The Apache Spark connector for Azure SQL Database (and SQL Server) enables these databases to be used as input data sources and output data sinks for Apache Spark jobs. You can use the connector in Azure Synapse Analytics for big data analytics on real-time transactional data and to persist results for ad-hoc queries or reporting.
At the time of writing, there is no linked service or AAD pass-through support with the Azure SQL connector via Azure Synapse Analytics. But you can use other options such as Azure Active Directory authentication or via direct SQL authentication (username and password based). A secure way of doing this is to store the Azure SQL Database credentials in Azure Key Vault (as Secret) — this is what’s covered in this short blog post.
Assuming you have an Azure Synapse Workspace and Azure SQL Database already created, all you need to is:
- Create an Azure Key Vault and add a Secret to store the Azure SQL Database connectivity info.
- Create a Linked Service for your Azure Key Vault in Azure Synapse Workspace.
- Provide appropriate permissions to Azure Synapse workspace managed service identity to Azure Key Vault
Here is a walk through of the process
Create an Azure Key Vault and add a Secret.
I have stored the entire JDBC connection string in this case but you can choose to just store the password as well.
To retrieve secrets from Azure Key Vault, the recommended way is to create a Linked Service to your Azure Key Vault. Also, make sure that the Synapse workspace managed service identity (MSI) has Secret Get privileges on your Azure Key Vault. This will let Synapse authenticate to Azure Key Vault using the Synapse workspace managed service identity.
You can also authenticate using your user Azure Active Directory credential.
Create a Linked Service in Azure Synapse Workspace:
Grant appropriate access for Azure Synapse workspace service managed identity to your Azure Key Vault:
Choose Get
permission on Secret
:
Search for the Synapse Workspace Managed Service Identity — it’s the same name as that of the workspace
Add the policy:
Click Save to confirm:
Let’s see how to use this…
I will be using
pyspark
in Synapse Spark pools as an example.
Synapse uses Azure Active Directory (AAD) passthrough by default for authentication between resources. If you need to connect to a resource using other credentials, use the TokenLibrary directly — this simplifies the process of retrieving SAS tokens, AAD tokens, connection strings, and secrets stored in a linked service or from an Azure Key Vault.
To retrieve a secret stored from Azure Key Vault, use the TokenLibrary.getSecret()
function. Here is a python example but same applies to C# or Scala.

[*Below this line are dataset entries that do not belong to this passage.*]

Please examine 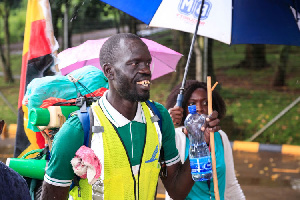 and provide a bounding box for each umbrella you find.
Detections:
[100,0,300,104]
[57,37,182,80]
[100,0,300,46]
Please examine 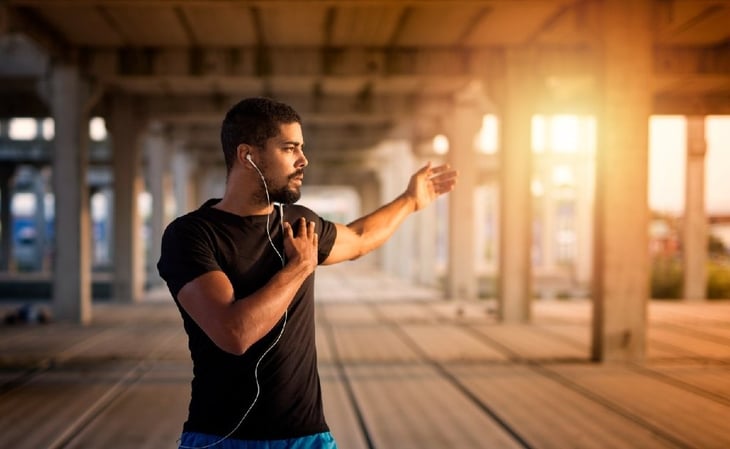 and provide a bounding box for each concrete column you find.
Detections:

For example, to access data from SalesLT.Customer
table (part of AdventureWorks sample database), you can use the following:
url = TokenLibrary.getSecret("<Azure Key Vault name>", "<Secret name>", "<Linked Service name>")
dbtable = "SalesLT.Customer"
customers = spark.read \
.format("com.microsoft.sqlserver.jdbc.spark") \
.option("url", url) \
.option("dbtable", dbtable) \
.load()
print(customers.count())
customers.show(5)
That’s all there is to it!